Il silenzio

“Un bel tacer mai scritto fu”

(Iacopo Badoer, libretto de “Il ritorno d’Ulisse in patria”, opera di Claudio Monteverdi)

Il verso richiama la saggezza del saper tacere al momento opportuno.

Nell’immagine di richiamo di questo articolo c’è una frase tratta dal diario di appunti di Leopardi, che come noto è un contenitore di pensieri vari (uno “zibaldone” appunto, parola onomatopeica che ricorda proprio lo zabaione).

Il silenzio come linguaggio, un concetto chiaro espresso con largo ed ampio anticipo rispetto al pedante primo assioma della comunicazione di Paolo Alto “E’ impossibile non comunicare”. Troppo spesso si guarda agli autori americani, dimenticando la nostra arte e letteratura.

Ma senza addentrami nell’Infinito leopardiano, c’è il rischio che il silenzio sia pesante emotivamente: “Io nel pensier mi fingo, ove per poco il cor non si spaura”.

Il silenzio è totalmente pregno di ambiguità, denso come può essere di concetti che è meglio trattenere, o di un nulla che si finge saggezza; di una meditazione profonda o di una superficiale pochezza. Oppure è mancanza di parole adatte, per quanto il vocabolario fornisca mattoni sufficienti a strutturare pressoché qualsiasi pensiero.

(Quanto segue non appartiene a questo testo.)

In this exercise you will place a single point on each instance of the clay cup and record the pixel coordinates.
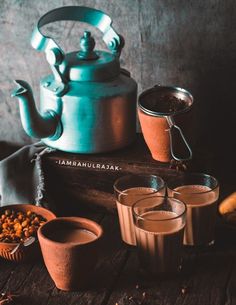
(156, 108)
(70, 264)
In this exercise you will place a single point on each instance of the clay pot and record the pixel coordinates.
(156, 107)
(70, 264)
(32, 251)
(156, 135)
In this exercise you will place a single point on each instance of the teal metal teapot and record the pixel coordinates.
(88, 104)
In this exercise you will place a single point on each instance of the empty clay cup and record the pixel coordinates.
(156, 109)
(70, 247)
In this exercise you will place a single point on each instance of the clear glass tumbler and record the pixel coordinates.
(128, 189)
(200, 192)
(159, 228)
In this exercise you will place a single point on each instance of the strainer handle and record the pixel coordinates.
(96, 18)
(173, 126)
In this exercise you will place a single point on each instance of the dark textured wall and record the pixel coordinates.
(189, 43)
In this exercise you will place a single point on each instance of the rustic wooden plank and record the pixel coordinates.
(34, 285)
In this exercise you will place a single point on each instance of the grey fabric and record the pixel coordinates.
(21, 176)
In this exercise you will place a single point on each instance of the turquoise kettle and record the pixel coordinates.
(88, 103)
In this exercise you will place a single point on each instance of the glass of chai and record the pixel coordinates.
(159, 228)
(200, 192)
(128, 189)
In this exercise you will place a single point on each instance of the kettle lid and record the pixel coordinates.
(89, 65)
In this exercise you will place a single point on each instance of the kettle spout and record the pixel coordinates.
(35, 124)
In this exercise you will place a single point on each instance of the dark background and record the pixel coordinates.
(191, 44)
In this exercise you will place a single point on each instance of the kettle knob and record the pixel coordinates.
(87, 44)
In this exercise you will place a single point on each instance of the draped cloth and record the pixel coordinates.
(22, 176)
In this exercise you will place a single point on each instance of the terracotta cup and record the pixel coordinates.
(156, 108)
(69, 263)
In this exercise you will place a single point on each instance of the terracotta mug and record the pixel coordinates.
(70, 250)
(157, 108)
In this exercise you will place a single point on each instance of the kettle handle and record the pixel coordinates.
(98, 19)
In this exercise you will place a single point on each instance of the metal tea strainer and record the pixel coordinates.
(167, 102)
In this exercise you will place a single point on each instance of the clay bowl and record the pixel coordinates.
(31, 251)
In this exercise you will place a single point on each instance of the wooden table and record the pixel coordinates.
(208, 276)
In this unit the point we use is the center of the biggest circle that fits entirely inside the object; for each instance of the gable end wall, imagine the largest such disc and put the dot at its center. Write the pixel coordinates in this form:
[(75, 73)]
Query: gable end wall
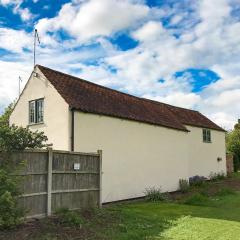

Con la parola si struttura il racconto, ed è la narrazione degli eventi che ne costruisce il significato, molto più degli eventi stessi. Come quando facciamo storytelling ed evochiamo significati ed emozioni. Sia la parola sia la sua ombra silenziosa influenzano i nostri neuroni e in particolare l’attività della dopamina, che come noto influenza il tono dell’umore.

La parola e la sua ombra sono entrambe pesantissime: come in una sonata di Beethoven la nota e la pausa, come in un quadro di Caravaggio la luce e l’ombra.

Il silenzio può essere moralistico (E’ meglio stare zitti) e in alcuni contesti la disciplina prevede proprio la censura sullo scambio verbale.

Il silenzio è per definizione l’antidoto della loquacità frivola.

Il silenzio si dice che equivalga al consenso.

Il silenzio è una disciplina utile di fronte a proprie mancanze.

Il silenzio placa l’ira mettendo a freno le parole.

Il silenzio è in qualche modo difficile, specie nell’epoca del frastuono. Esso appare come un vuoto, qualcosa che bisogna riempire, mentre esso può essere pregno di significati.

Il silenzio significa anche lasciarsi qualcosa alle spalle.

Il silenzio ha un proprio suono, come nella celebre canzone di Simon & Garfunkel. Un suono nel quale persiste una visione, che contiene flash di luce, che cresce come una malattia, che fa eco ad altri suoni, che sussurra ispirazioni.

Il silenzio occulta la diagnosi, protegge dall’angoscia.

Il silenzio è collusione, è negazione di uno spazio dove riconoscersi, è lo schianto del dolore.

Il silenzio a volte è come una scomparsa, lascia solo il vuoto.

Personalmente, io lancio un allarme etico:

il cambiamento e l’innovazione, che riguardino una persona o un gruppo di persone, richiedono la rottura del silenzio. Il silenzio è conservativo, quindi bisogna chiedersi cosa valga la pena di conservare e perché, considerato che spesso il silenzio ha sotto la negazione dell’evidenza e/o il cuscino inumidito di lacrime.

Il silenzio è la magica conclusione della parola, non può essere la negazione della stessa.